LouisTang
154 posts


This is the most SHAMELESS structural manipulation of a major index I've ever seen.
SpaceX is preparing what could be the largest IPO in history.
Target valuation: $1.75 trillion.
That would make it the sixth-largest company in America on day one.
And Nasdaq wants the listing so badly they're literally CHANGING how the Nasdaq-100 works.
In February, Nasdaq published a "consultation" proposing sweeping changes to how companies enter the index. The timing is pure coincidence, of course.
Just like it's pure coincidence that SpaceX has reportedly made fast index inclusion a CONDITION of listing on Nasdaq.
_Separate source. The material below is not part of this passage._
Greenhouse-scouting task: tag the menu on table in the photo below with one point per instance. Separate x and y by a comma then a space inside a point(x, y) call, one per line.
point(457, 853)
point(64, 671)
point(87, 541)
Here's what they're proposing:
A new "Fast Entry" rule would let any newly listed company whose market cap ranks in the top 40 of current Nasdaq-100 members get added to the index after just 15 trading days.
No seasoning period. No liquidity requirements. Completely exempt from the standards every other company had to meet.
Currently, new public companies typically wait up to a year before they're eligible for major index inclusion.
That waiting period exists for a reason. It lets the market establish real price discovery. It protects passive investors from being forced into untested, illiquid stocks.
And Nasdaq wants to throw all of that out. For ONE listing.
But the Fast Entry rule isn't even the worst part...
The real scandal is the 5x float multiplier.
Right now, the S&P 500 uses a free-float adjusted methodology. If only 5% of a company's shares are available for public trading, the index weights you at 5% of total market cap.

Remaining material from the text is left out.